En juillet 1942, Himmler donne l’ordre d’ouvrir les fosses communes contenant les dépouilles des victimes des
Einsatzgruppen ou des centres de mise à mort pour les faire disparaître. Une formation spécifique, les « Unités 1005 » est en charge de l’élimination des corps. Entre l’automne 1942 et les derniers mois de 1943, des sites d’incinération créés pour la circonstance fonctionnent jour et nuit. À Belzec, 2 000 corps sont brûlés chaque jour. La tentative de dissimulation des preuves du crime de masse est à l’œuvre.
Garder le secret ?
La volonté de Himmler de conserver le secret autour des exterminations de masse conduit les exécuteurs de la Solution finale à prendre un certain nombre de précautions.
Un langage codé est créé : les centres de mise à mort sont désignés par « l’Est » ; l’architecte d’Auschwitz nomme les chambres à gaz « caves spéciales », tandis que « traitement spécial » désigne la mise à mort.
Le personnel des camps prête serment de silence. Les visiteurs sont étroitement contrôlés. Les centres de mise à mort sont dissimulés aux regards par des barrières de végétation. L’interdiction de photographier, notifiée pour les camps de concentration, est plus que jamais d’actualité s’agissant des centres de mise à mort.
Pourtant, la proximité d’implantations industrielles (comme dans le complexe d’Auschwitz-Birkenau), la présence d’habitations voisines des centres de mise à mort, le caractère massif des crimes et l’évasion de quelques déportés rendent inévitable la fuite d’informations.
Grâce à la Résistance polonaise, les atrocités et crimes de masse commis par les nazis dans les territoires de l'Est sont signalés aux Nations Unies dès 1942.

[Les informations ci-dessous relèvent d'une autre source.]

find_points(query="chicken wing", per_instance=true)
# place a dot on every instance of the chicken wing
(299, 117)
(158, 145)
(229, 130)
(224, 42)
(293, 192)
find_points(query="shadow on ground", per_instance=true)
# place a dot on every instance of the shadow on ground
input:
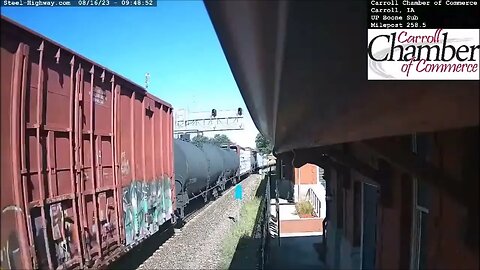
(134, 258)
(247, 251)
(293, 252)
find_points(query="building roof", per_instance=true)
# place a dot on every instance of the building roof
(301, 68)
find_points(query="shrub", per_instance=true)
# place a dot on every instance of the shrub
(304, 208)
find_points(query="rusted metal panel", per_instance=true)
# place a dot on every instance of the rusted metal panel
(84, 157)
(146, 173)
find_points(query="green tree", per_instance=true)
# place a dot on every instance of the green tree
(264, 146)
(220, 139)
(199, 140)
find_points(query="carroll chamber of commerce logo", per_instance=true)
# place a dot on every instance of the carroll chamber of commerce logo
(423, 54)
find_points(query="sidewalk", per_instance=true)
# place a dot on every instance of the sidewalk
(298, 249)
(298, 252)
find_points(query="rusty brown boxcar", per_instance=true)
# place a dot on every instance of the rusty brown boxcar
(86, 157)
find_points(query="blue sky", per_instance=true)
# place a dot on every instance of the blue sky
(175, 42)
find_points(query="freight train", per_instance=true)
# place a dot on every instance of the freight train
(87, 164)
(206, 170)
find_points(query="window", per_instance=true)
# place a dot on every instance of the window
(357, 213)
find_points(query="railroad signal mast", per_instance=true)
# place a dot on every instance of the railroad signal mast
(209, 121)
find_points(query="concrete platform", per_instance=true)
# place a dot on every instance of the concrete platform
(295, 252)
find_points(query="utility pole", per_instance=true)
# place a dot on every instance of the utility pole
(147, 79)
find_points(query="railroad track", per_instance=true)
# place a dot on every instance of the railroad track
(135, 258)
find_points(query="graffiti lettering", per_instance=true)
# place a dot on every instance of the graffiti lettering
(10, 248)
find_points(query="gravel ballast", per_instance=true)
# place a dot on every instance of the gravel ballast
(199, 244)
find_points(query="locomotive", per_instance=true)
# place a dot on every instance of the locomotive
(90, 168)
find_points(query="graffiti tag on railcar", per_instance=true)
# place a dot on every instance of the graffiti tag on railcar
(99, 95)
(11, 247)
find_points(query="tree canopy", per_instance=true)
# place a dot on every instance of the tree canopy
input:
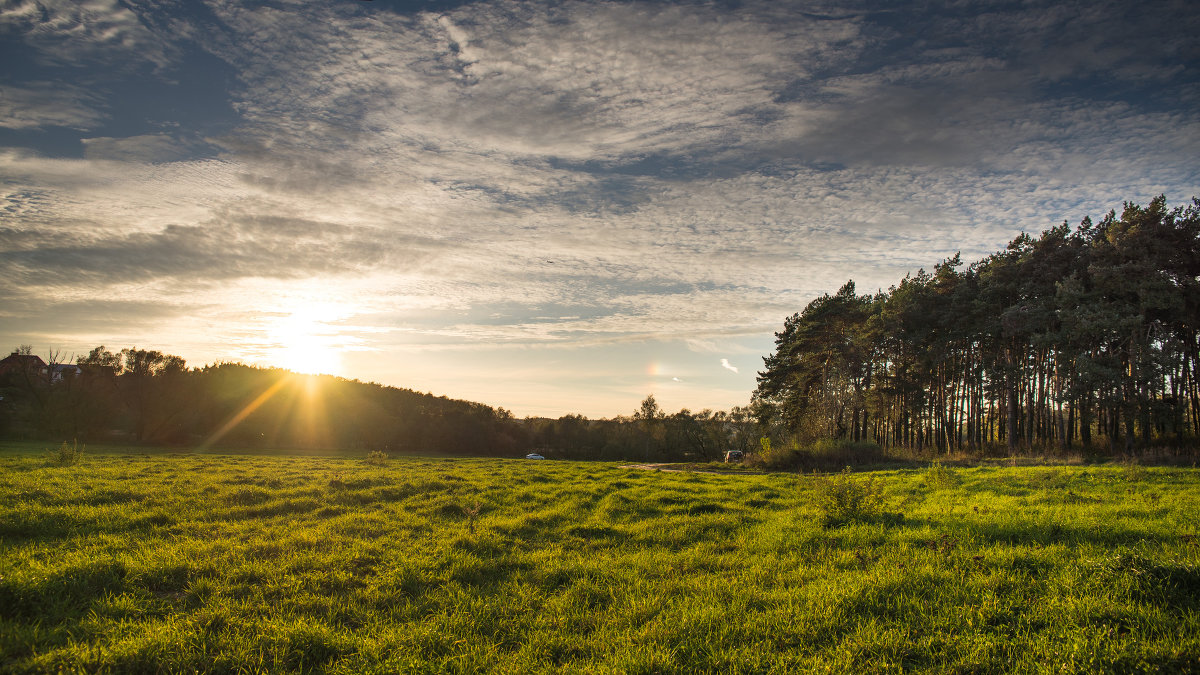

Imprimé pour le gouvernement polonais en exil, ce rapport précis et accablant en 21 points est signé par le ministre des Affaires étrangères polonais, Edward Raczynski. Il s’appuie sur le témoignage oculaire d’un résistant polonais, Jan Karski, qui parvint à entrer dans le ghetto de Varsovie, puis à s’introduire dans le ghetto d’Izbica en se faisant passer pour un gardien ukrainien. Arrêté et torturé à plusieurs reprises, il arriva à regagner Londres, porteur d’informations de première main sur la mise en œuvre de la Solution finale.
Le rapport fut transmis aux gouvernements anglais et américain : les atrocités du génocide alors en cours en Pologne y sont clairement et froidement exposées. La description des conditions de survie dans le ghetto de Varsovie est terrifiante.
Le rapport estime que, depuis le début de la guerre, plus d’un million de Juifs polonais ont péri. Il est suivi de différentes pièces, dont la reproduction de l’ordre de déportation des Juifs polonais par les nazis daté du 22 juillet 1942, la déclaration conjointe des Alliés, la résolution du gouvernement polonais condamnant les atrocités commises par les nazis envers les Juifs (17 décembre 1942) et le texte de la déclaration radiodiffusée du ministre E. Raczynski.
Cet exemplaire exceptionnel a été adressé par le gouvernement polonais en exil au Congrès américain ; il a été versé à la Library of Congress le 8 juillet 1943.
Les démantèlements des centres de mise à mort, en 1943
Pour conserver le secret de la Solution finale, plusieurs camps sont éliminés après avoir rempli leur office, en particulier suite à l’opération Reinhardt visant à faire disparaître les Juifs de Pologne. Dans les quatre centres d’extermination, les cadavres sont exhumés, parfois au moyen d’excavatrices, et brûlés en 1943. Belzec, où environ 450 000 Juifs ont été gazés, est démantelé au printemps 1943. C’est aussi le cas du centre de Chelmno, après la liquidation presque totale des Juifs du Warthegau et des Tsiganes. Le camp sera de nouveau utilisé en juin 1944 au moment de la liquidation du ghetto de Lodz. À
Treblinka, où périrent entre 750 000 et 900 000 personnes, après la révolte du 2 août au cours de laquelle 300 prisonniers parvinrent à s’enfuir, le camp est aussi supprimé. Les derniers corps sont incinérés, les baraques brûlées, la gare et la voie ferrée sont détruites. À Belzec et
Treblinka, des fermes sont installées sur l’emplacement des camps. À Sobibor, après la rébellion et l’évasion de prisonniers en octobre 1943, les nazis s’emploient aussi à effacer les traces de la destruction des 250 000 personnes assassinées. Des fouilles archéologiques menées à Sobibor ont permis de retrouver les murs des chambres à gaz.
La conférence intitulée
Les camps de l'Aktion Reinhardt ; l'opération Erntefest, en mars 2012 au Mémorial de la Shoah, met en évidence, à travers le travail d'excavation mené à Sobibor, la réalité du processus génocidaire.